How would you sum-up the content of your site?
My site provides information and resources about Gilbert Keith Chesterton. It includes some pictures and copies of some of his books, essays and poems. At the moment, there are eight full-length books and nine shorter works, four black and white photos, and a fairly complete bibliography. Elsewhere on the site is a collection of my papers on Program Transformations.
What kind of people do you think visit it?
Anyone who is interested in G.K.Chesterton, C.S.Lewis, the Inklings, Victorian literature, distributionist politics ....
Do you have any idea of the numbers of people visiting?
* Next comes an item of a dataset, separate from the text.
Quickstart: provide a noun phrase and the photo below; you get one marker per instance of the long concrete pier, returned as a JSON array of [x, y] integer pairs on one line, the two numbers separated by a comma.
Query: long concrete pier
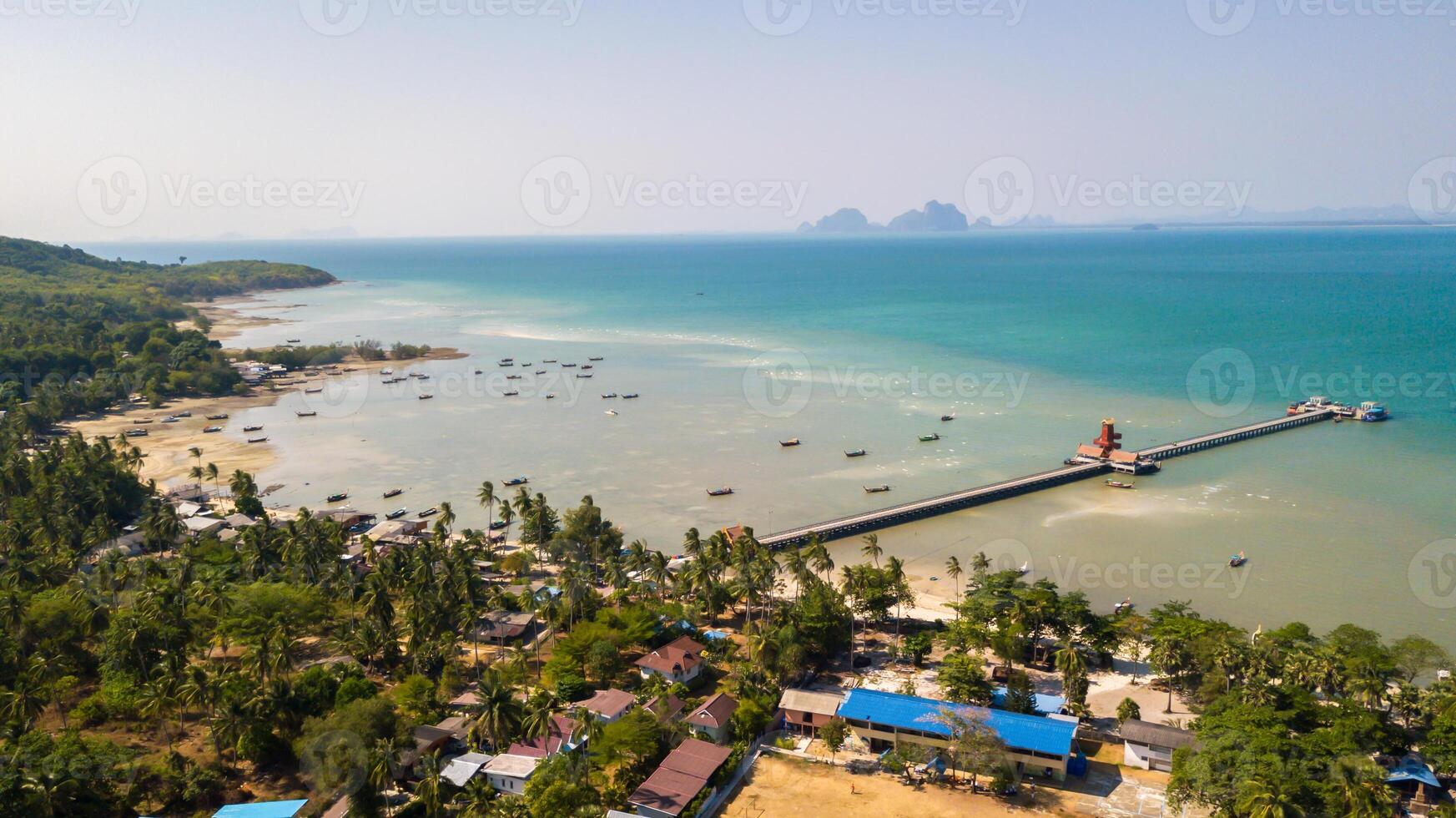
[[955, 501]]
There have been nearly 6000 requests for the gkc directory in the last seven months; traffic has been growing steadily, with 563 new hosts served in the last week.
What kind of feedback do you get from visitors?
About 30 people have written in with praise and compliments. Several people have asked if I can find a quote for them -- I can often find it by searching the books I have online. One person asked if I could complete a Chesterton quote which he needed for a crossword! (The AltaVista web search engine found it for me :-) )
What motivates you to put in the hard work necessary to maintain a site like yours?
See above.... :-)
What have you learned from your experiences with the site?
Concentrate on content rather than flashy graphics : keep your page design simple, with a standard header and footer. This will make it easier for your customers to find their way around. If the result doesn't look good on your browser, complain to the author of the browser!
Don't use background GIFs : they just make the text harder to read. I have never seen an "animated GIF" that wasn't merely irritating! For my pictures, I scanned them at the highest resolution I could, using full 24-bit colour, and then used image processing software to scale down by 50% and convert to JPEGs. The original 4mbyte TIFF file compressed down to about 40K, these download quickly and look very good.
Crop out as much background as possible : it is annoying to spend several minutes downloading a huge GIF file which is mostly sky and grass! All the main browsers can handle JPEG files, and these are much better for photos.
What other sites do you find interesting and/or like?
There are some good sites with Christian books. There are a couple of excellent C.S.Lewis and Tolkein sites: but with no books on them, due to copyright restrictions :-(
Project Gutenberg is doing an excellent job of collecting out-of-copyright books (on all subjects) and making them available electronically.
The Juggling Information Service is a very well organised site.
See the links on my home page for their URLs.How do you see Web sites developing over the next five years?
I think we will see a lot more commercial organisations getting onto the Web, with lots of flashy graphics, Java scripts etc., but probably not a lot of content... :-(
Web-browsers may become almost as ubiquitous as TVs and videos over the next five to ten years.
A trend that the people at Project Gutenberg have noticed is that although the number of people jointing the Internet is growing very quickly, the number of people willing to volunteer to put something back (eg. by proof-reading a book or whatever) is only growing slowly. This is rather sad : either people are getting more selfish, or the Internet is becoming more commercialised.
Do you have plans to develop your own site dramatically?
I will continue to make available all the Chesterton works I can get my hands on, but I expect it will be a steady development rather than a dramatic explosion.